De door appellante overgelegde brieven van de internist en psychiater geven evenmin aanleiding om te twijfelen aan de juistheid van de vastgestelde beperkingen. Het standpunt van het Uwv dat daaruit geen nieuwe medische informatie naar voren komt over de medische situatie van appellante op de datum in geding, wordt gevolgd.
4.4.
Omdat de daarvoor noodzakelijke twijfel aan de beoordeling door het Uwv ontbreekt,
wordt geen aanleiding gezien om een onafhankelijke deskundige in te schakelen.
4.5.
De rechtbank wordt ook gevolgd in haar oordeel dat het Uwv voldoende heeft gemotiveerd dat de aan de schatting ten grondslag gelegde functies in medisch opzicht geschikt zijn voor appellante.
4.6.
Uit 4.2 tot en met 4.5 volgt dat het hoger beroep niet slaagt. De aangevallen uitspraak zal worden bevestigd.

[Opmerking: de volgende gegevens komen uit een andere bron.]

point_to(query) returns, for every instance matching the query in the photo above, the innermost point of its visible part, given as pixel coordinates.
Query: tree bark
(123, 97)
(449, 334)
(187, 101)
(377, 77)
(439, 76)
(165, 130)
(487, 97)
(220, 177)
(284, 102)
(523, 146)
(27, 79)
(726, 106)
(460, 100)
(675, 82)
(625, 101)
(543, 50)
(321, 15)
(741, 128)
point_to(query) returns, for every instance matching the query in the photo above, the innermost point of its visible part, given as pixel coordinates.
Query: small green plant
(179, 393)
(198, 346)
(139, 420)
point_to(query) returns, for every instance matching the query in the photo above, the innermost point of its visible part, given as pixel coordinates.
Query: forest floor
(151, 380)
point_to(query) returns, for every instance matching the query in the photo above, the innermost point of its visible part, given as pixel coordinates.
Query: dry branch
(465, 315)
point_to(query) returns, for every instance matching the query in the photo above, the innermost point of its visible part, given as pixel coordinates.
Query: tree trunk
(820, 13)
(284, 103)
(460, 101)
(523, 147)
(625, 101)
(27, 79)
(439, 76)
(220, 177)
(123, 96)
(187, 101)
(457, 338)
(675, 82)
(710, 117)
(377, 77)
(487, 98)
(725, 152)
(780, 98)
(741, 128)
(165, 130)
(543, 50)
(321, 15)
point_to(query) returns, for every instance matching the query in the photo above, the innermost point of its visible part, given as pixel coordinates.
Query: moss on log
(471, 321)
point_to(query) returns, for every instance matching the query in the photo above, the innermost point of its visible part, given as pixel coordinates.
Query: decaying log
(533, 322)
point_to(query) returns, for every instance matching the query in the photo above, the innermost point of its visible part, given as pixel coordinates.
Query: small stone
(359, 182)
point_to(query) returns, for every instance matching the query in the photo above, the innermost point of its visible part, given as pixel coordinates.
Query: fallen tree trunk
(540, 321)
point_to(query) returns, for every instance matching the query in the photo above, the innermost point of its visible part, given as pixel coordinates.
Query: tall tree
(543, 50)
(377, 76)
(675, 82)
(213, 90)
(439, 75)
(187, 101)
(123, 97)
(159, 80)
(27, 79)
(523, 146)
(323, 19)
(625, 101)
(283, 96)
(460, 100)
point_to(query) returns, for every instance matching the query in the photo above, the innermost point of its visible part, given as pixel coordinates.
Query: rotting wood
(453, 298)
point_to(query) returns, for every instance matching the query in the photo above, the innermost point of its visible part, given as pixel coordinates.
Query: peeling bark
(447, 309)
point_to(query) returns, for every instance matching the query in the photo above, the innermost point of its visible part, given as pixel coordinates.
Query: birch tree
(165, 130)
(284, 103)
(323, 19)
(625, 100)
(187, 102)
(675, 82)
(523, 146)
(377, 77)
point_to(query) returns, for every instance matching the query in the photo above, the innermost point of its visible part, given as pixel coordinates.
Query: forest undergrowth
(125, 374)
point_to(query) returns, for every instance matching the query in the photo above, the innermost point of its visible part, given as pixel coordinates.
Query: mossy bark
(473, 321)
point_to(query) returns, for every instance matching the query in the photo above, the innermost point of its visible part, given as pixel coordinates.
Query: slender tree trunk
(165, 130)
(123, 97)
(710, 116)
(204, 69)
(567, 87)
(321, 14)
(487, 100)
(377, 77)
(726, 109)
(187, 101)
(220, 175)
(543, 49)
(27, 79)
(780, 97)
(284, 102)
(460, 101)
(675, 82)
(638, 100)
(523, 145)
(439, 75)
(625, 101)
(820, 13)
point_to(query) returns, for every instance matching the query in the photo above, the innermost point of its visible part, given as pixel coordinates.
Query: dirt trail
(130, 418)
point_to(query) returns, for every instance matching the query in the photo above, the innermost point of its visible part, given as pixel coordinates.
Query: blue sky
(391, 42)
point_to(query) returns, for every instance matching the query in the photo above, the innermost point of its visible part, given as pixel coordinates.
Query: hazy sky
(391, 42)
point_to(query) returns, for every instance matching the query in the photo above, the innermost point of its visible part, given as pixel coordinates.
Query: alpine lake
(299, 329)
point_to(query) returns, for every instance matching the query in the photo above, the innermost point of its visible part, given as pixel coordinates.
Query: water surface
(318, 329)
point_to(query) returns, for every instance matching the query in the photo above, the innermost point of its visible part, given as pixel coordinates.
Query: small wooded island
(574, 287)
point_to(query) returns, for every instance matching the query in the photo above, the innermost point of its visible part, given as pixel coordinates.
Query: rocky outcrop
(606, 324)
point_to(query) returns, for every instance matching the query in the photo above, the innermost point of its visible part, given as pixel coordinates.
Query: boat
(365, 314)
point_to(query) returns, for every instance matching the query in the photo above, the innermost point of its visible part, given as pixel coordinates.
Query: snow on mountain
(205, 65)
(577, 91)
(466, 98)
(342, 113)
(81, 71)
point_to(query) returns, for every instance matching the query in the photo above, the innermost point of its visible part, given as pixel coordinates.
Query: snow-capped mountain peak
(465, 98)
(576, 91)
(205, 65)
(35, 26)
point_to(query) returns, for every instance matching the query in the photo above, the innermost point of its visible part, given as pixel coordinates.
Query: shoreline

5. Voor een veroordeling in de proceskosten bestaat geen aanleiding.

BESLISSING

De Centrale Raad van Beroep bevestigt de aangevallen uitspraak.
Deze uitspraak is gedaan door J.P.M. Zeijen, in tegenwoordigheid van E. Diele als griffier. De beslissing is uitgesproken in het openbaar op 18 maart 2020.